Then suddenly he lost his appetite. For three days he left the bananas and bamboo untouched. By the fourth day the brontosaur lay on the bottom of the pool and rested his small black head on the plastic rim. Everyone could see he was getting ready to die. This was something we could not permit to happen. There was only one brontosaur in all the world, and we had him. The best doctors in the world helped us. But all in vain. Bronty refused grass, vitamins, oranges, milk… Everything!
Alice knew nothing of this tragedy. I had sent her off to her grandmother’s at Vnukovo. But on the fourth day she happened to turn on the television just at the moment when the news about the brontosaur’s worsening health was read. I still don’t know how she convinced her grandmother, but non the same morning Alice ran into the pavilion.

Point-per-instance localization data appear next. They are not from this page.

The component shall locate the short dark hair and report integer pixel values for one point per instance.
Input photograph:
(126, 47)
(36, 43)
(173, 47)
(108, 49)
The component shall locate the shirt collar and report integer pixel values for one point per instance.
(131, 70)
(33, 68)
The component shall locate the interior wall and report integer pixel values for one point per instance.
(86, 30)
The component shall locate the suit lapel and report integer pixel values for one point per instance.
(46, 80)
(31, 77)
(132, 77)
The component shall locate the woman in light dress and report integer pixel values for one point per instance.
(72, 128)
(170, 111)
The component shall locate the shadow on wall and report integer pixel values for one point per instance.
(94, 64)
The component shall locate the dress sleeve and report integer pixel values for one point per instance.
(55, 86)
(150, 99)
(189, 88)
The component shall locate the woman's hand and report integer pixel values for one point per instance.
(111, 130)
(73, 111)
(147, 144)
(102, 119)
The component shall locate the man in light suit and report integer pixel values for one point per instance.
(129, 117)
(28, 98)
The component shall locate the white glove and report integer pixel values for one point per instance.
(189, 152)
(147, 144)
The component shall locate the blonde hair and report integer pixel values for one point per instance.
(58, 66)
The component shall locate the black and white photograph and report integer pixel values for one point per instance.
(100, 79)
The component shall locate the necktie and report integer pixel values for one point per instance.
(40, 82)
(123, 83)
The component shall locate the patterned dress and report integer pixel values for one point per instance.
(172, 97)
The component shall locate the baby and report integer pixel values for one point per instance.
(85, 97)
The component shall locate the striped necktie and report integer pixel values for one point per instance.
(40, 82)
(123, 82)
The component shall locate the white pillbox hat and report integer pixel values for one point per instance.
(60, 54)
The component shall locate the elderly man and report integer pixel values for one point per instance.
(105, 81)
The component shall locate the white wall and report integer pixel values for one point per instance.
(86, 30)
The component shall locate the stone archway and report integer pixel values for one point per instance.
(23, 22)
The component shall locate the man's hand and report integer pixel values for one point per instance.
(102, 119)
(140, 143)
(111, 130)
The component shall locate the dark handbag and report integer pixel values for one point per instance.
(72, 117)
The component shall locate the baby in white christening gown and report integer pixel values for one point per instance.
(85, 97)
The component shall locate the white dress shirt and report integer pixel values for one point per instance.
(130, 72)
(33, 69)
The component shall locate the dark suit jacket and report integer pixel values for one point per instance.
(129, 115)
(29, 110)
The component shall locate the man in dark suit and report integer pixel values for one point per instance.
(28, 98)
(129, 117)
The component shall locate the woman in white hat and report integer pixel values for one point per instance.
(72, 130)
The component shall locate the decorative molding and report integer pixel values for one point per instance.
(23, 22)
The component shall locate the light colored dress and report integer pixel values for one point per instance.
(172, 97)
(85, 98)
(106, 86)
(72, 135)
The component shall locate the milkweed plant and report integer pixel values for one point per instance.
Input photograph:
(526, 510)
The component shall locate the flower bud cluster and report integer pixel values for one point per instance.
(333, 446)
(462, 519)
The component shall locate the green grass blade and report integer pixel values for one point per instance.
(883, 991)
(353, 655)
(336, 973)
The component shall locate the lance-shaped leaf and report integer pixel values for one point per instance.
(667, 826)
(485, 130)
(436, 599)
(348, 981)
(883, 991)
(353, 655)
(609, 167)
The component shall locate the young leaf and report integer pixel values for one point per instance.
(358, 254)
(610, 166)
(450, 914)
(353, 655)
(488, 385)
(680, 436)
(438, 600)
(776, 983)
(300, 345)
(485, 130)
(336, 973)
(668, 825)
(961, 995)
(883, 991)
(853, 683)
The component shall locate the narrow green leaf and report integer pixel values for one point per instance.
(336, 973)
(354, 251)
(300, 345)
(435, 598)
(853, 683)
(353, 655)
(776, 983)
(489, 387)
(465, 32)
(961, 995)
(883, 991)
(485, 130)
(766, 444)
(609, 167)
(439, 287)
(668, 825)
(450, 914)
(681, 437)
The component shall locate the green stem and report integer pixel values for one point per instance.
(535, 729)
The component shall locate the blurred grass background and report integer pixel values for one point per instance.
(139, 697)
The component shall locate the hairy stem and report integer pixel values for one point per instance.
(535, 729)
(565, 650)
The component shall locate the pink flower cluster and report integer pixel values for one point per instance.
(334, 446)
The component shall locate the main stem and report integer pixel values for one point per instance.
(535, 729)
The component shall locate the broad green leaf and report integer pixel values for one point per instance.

“Papa!” She shouted. “How could you not tell me? How could you?”
“Later, Alice, later.” I answered. “We’re having a meeting.”
We were in fact having a meeting at the time. It had been going on for the last three days.
Alice said nothing more and ran out. And a few minutes later I heard a great deal of gasping, ooh-ing, and ah-ing from close by. I turned and saw that Alice had already crossed through the barrier, wormed her way into the enclosure and had run up to the brontosaur’s head. She had a bulky roll from lunch counter in one hand.
“Eat, Bronty.” She said. “Or you’ll starve yourself to death here. If I were living here, I’d get sick of bananas too.”
I hadn’t even made it to the barrier when something unbelievable happened. Something which was greatly to Alice’s credit and which strongly soiled our, the biologists, reputations.
The brontosaur lifted his head, looked at Alice, and carefully took the dinner roll in her hands.